I just finished the final season of Six Feet Under, and it broke my heart. I know it’s “just a TV show,” but I guess I was pretty attached to it, and I especially identified with Nate. The whole experience was strange for me, as for some reason I believed there was six seasons of the show instead of five. The whole time I was watching the final season, I assumed I was watching the second-to-last season, so when I went to the library yesterday to rent the Season Five finale, I assumed that my wife and I had another twelve episodes to enjoy down the road. I looked at the back of the DVD case when I got home, and was bewildered to see a “series retrospective” listed as a bonus feature. Well, a few seconds on-line confirmed my suspicion, that indeed we were about to watch the final episode, the end, no more show, my favorite show, done, gone. I was hesitant. I told my wife that I wasn’t sure I was ready to watch it. I felt so blind-sided by the whole thing, just as many are by death itself, I suppose.
Needless to say, I wept like a grieving widow throughout the last episode, as I did through much of the series. I started watching the show just after my younger brother passed away, in early 2005. As the cast and crew were filming the final season, I was renting the first season DVD’s at the library a few times per month. The show cracked me wide open during the very first episode, and it became the primary means by which I processed both my feelings of grief and my fears around death in general.
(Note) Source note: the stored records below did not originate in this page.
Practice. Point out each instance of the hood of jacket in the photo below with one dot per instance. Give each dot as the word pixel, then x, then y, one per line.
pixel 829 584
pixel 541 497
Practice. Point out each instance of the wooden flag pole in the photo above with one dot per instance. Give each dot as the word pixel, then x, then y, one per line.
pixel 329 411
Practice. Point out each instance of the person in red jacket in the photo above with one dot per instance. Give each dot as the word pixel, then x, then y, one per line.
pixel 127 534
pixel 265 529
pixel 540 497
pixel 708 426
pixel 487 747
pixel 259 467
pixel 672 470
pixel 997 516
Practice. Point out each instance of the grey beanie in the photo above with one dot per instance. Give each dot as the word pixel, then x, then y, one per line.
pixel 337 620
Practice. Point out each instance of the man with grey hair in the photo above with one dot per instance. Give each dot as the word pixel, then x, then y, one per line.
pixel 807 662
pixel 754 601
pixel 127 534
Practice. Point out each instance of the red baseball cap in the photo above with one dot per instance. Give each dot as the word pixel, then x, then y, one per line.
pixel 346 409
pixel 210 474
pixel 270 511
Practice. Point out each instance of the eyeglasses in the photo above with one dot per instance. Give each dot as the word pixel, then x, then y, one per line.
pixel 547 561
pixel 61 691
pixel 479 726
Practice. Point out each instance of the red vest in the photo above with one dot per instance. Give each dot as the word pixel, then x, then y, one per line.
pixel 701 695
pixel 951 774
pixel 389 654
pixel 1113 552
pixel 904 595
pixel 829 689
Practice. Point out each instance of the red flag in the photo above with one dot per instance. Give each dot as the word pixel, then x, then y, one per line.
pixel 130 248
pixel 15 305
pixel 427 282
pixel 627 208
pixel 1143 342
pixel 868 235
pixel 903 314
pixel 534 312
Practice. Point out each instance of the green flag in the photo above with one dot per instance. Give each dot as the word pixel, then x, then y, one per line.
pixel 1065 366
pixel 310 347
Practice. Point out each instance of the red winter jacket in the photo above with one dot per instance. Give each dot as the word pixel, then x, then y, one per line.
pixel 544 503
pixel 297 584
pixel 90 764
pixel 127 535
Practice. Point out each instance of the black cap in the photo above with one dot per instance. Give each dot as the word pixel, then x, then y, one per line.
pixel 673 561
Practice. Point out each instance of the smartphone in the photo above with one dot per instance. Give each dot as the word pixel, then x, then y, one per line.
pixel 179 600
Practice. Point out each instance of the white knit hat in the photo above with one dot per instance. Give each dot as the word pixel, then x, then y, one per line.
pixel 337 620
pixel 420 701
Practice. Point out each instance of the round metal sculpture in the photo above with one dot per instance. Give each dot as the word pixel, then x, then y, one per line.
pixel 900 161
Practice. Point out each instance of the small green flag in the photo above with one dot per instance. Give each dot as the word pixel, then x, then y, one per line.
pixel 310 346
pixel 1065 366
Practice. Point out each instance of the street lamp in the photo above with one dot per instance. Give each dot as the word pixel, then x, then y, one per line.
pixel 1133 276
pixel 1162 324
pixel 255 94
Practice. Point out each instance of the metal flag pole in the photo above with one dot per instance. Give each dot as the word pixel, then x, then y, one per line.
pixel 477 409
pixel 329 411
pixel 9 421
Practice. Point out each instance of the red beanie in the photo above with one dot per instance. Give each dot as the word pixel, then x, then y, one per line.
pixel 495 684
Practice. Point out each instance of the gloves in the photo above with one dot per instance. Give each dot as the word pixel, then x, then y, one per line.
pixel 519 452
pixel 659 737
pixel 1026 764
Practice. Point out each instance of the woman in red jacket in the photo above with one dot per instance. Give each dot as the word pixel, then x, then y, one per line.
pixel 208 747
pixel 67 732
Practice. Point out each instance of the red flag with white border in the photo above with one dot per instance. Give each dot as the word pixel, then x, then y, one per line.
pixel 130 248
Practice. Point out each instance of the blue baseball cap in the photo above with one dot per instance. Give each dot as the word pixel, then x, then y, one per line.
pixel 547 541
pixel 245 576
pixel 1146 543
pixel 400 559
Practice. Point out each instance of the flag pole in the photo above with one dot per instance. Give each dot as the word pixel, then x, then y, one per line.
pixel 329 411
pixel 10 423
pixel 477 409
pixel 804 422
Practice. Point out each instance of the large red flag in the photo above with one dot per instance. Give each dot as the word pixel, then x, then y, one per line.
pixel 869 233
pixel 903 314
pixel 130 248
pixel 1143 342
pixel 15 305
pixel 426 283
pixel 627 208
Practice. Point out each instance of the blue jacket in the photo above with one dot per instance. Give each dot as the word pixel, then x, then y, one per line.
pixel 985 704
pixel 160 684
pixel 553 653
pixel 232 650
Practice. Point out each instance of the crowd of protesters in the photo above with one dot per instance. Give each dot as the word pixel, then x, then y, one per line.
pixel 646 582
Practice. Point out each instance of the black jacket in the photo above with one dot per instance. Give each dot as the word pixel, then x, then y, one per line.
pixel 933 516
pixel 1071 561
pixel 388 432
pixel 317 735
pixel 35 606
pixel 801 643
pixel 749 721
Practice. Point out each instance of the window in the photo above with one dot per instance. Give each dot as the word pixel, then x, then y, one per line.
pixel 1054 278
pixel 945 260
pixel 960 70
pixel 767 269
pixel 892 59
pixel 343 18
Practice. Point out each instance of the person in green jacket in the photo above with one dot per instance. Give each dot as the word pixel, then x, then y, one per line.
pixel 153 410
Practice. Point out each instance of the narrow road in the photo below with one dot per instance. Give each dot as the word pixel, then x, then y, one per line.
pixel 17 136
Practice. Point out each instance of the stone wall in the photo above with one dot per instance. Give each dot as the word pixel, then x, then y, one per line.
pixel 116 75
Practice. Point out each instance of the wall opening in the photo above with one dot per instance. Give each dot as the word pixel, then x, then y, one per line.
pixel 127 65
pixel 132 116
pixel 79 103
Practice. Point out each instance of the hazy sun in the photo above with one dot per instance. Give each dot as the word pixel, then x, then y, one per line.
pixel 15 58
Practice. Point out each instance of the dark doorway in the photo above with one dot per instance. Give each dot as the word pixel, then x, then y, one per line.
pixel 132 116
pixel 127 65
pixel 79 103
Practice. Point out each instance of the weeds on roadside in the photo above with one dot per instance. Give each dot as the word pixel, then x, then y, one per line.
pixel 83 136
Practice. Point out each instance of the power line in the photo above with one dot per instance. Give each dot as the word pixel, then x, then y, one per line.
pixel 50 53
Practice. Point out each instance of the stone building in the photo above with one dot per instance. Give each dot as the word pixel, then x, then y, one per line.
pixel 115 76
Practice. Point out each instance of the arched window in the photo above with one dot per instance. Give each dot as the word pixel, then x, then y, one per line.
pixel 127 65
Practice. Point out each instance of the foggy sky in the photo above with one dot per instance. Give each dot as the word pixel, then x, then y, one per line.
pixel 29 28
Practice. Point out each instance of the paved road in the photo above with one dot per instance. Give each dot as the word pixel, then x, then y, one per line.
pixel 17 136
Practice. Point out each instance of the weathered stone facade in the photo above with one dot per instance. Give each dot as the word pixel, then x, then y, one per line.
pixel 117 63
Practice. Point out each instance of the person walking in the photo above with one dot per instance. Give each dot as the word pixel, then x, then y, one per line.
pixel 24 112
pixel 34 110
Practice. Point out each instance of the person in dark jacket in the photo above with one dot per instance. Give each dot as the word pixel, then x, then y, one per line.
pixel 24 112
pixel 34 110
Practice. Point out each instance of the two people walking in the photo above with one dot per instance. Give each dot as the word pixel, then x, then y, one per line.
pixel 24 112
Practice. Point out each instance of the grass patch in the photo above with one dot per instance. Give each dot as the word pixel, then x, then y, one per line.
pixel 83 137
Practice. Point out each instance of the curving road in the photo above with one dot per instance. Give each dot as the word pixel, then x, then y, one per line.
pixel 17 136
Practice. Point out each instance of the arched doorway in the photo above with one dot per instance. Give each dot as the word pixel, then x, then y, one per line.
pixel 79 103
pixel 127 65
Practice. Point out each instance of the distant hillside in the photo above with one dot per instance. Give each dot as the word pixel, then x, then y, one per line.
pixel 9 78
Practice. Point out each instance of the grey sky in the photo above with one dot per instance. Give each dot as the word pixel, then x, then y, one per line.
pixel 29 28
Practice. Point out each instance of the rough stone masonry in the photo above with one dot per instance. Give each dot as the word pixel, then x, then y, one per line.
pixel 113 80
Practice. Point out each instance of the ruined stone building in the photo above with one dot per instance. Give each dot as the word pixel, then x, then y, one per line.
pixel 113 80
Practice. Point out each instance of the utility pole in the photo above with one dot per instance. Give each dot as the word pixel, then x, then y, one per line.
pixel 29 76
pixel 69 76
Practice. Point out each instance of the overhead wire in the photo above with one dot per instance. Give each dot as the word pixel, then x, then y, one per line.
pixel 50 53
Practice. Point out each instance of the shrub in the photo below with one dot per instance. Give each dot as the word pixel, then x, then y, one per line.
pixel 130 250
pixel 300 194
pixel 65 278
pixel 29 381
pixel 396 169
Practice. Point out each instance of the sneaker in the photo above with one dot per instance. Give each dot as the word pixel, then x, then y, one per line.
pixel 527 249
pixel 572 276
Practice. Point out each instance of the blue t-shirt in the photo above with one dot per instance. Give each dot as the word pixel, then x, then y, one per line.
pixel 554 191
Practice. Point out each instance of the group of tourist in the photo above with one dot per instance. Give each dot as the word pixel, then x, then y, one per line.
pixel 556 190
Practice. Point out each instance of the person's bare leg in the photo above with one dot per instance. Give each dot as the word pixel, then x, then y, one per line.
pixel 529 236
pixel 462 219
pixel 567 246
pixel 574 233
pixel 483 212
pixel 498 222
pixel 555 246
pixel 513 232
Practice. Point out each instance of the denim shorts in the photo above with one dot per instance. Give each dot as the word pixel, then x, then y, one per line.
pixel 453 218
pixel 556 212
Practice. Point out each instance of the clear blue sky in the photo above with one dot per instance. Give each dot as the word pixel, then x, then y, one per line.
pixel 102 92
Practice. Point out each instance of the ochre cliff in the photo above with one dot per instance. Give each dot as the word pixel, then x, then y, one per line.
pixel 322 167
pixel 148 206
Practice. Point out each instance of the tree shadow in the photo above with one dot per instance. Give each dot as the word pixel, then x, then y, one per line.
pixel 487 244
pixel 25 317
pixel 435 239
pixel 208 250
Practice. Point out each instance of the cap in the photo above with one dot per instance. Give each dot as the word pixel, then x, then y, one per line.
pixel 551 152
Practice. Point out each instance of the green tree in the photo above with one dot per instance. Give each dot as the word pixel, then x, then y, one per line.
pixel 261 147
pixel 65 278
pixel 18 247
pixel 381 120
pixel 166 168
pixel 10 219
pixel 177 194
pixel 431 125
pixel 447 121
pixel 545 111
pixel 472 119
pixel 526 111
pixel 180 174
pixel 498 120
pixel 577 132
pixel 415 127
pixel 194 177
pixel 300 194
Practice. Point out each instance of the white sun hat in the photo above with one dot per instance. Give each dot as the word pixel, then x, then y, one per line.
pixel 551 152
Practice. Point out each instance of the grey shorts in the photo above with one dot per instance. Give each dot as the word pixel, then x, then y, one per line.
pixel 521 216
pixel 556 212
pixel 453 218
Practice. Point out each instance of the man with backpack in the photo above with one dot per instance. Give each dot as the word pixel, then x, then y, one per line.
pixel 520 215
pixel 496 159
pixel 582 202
The show really meant a lot to me. My heavy heart can attest to that. Like Henry Miller’s Tropic of Capricorn and Black Spring, Six Feet Under came into my life at exactly the right time, and it stands as one of the truly important works of art I have been fortunate enough to encounter. Someday, I will watch the entire series again, just as I return to Miller every so often for sustenance and reassurance. But it will never be the same. It never is. And that, right now, makes me sad. Goodbye Nate, David, Ruth, and Claire. And thanks to Alan Ball, the cast, crew and everyone involved in bringing the show to life. It was more than a show about death. It left me more alive and openhearted.